ShutterstockSütün tipik özelliği, adından da anlaşılacağı gibi, laktoferrin gözyaşı ve tükürük gibi çeşitli mukus salgılarında da bulunur.
Kolostrumda geçiş ve idame sütünden daha bol bulunan laktoferrin ayrıca bakteriyel ve fungal enfeksiyonlara karşı savunma işlevleri olan bağışıklık hücreleri olan nötrofil granülositlerin tipik özelliğidir.
Doğal biyolojik işlevi de klinik potansiyelini önemli ölçüde etkiler.
Diğer farmakokinetik çalışmalara göre, ancak henüz doğrulanmamıştır, laktoferrin enterositler tarafından olduğu gibi absorbe edilebilir, böylece fonksiyonlarını sistemik seviyede de genişletebilir.
, Proteus Mirabilis, Staphylococcus aureus, Candida albicans ve diğerleri.Bu aktivite, kısmen laktoferrinin bağırsak mukozasına bakteriyel yapışmayı engelleme yeteneğiyle ve kısmen de demiri sıkıca bağlayarak onu patojenik mikroorganizma için kullanılamaz hale getirme yeteneğiyle bağlantılı görünmektedir.
Bu, mikroorganizmanın büyümesini ve çoğalmasını önleyecektir.
Laktoferrin ve antiviral aktivite
HIV, Herpes Simplex ve Cytomegalovirus gibi virüslere karşı etkili olan Laktoferrinin antiviral aktivitesi, glikozaminoglikanları bağlayarak virüs ve hücre arasındaki füzyonu inhibe etme yeteneğine atfedilebilir gibi görünmektedir.

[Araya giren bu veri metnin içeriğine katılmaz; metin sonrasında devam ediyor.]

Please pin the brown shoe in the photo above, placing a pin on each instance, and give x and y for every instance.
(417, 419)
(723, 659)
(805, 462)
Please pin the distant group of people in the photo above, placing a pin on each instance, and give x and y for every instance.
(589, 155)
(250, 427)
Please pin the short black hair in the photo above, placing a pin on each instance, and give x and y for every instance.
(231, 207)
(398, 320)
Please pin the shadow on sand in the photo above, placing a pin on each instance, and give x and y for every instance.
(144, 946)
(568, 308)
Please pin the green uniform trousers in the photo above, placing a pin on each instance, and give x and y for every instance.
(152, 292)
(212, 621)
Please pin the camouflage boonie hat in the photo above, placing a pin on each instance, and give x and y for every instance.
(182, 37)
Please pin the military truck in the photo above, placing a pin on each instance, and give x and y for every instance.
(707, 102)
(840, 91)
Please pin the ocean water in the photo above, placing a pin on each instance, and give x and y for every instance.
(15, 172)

Laktoferrin ve immünomodülatör aktivite
Bazı yazarlara göre, laktoferrin, T lenfositlerin farklılaşmasını ve büyümesini teşvik edebilir ve aynı zamanda inflamatuar sitokinlerin ekspresyonunu modüle edebilir.
Bu aktivite, hem enfeksiyöz hem de otoimmün patolojiler sırasında bağışıklık savunmasını modüle etmede değerli olacaktır.

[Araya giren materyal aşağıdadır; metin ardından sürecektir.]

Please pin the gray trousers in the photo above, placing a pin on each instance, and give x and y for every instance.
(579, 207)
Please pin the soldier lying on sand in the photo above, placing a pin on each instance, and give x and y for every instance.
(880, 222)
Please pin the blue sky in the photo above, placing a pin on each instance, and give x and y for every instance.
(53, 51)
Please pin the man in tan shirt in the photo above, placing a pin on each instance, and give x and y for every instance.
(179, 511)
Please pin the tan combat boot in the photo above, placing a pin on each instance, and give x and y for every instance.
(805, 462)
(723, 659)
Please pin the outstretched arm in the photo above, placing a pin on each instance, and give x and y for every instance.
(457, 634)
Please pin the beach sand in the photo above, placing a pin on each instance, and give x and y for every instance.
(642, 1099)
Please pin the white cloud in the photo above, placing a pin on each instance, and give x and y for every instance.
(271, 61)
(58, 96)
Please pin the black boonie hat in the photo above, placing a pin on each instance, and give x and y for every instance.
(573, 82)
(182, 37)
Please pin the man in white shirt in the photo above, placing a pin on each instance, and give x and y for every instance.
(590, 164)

Laktoferrin ve antioksidan aktivite
Laktoferrinin ferrik iyonu (Fe3 +) bağlama yeteneği, demirin kan dolaşımında taşınmasından sorumlu ana plazma proteini olan transferrinden iki kat daha yüksektir (her ikisi de aynı protein ailesinin parçasıdır - transferrinler olarak adlandırılır - iyonları bağlama ve aktarma yeteneğine sahiptir. Fe3 +). Her laktoferrin molekülü iki ferrik iyonu kendisine bağlayabilir ve bu doygunluğa bağlı olarak üç farklı formda bulunabilir: apolaktoferrin (demirsiz), monoferrin laktoferrin (tek bir ferrik iyona bağlı) ve ololaktoferrin (iki iyonu kendine bağlayan) ).

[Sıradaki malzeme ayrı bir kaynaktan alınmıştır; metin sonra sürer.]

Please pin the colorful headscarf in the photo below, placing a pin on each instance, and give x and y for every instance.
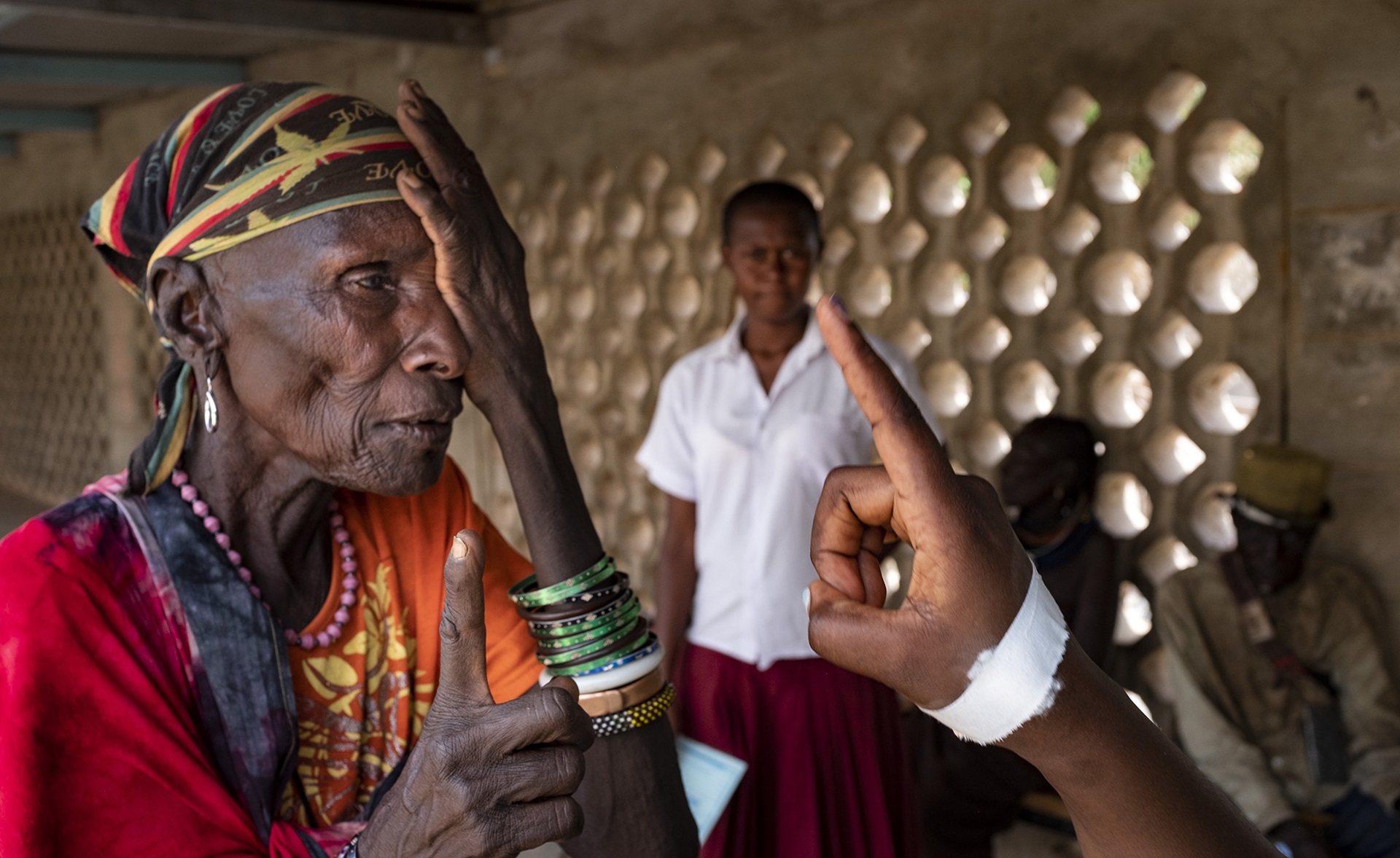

Bu yetenek, redoks dengesinde değerli olabilir, demirin korkunç Fenton reaksiyonunda reaksiyona girmesini engelleyerek yüksek oranda reaktif oksidatif türler oluşturur.
Çoğu durumda, laktoferrin, probiyotiklerle, koruyucu işlevi olan mikroorganizmalarla veya bağırsak florasını besleyen prebiyotiklerle ilişkilidir.
, çok nadir, uygun endikasyonlara göre laktoferrin kullanımı genellikle güvenlidir ve iyi tolere edilir.
.
ve sonraki emzirme döneminde, bu molekülün güvenlik profiline ilişkin uzun süreli çalışmaların olmaması nedeniyle.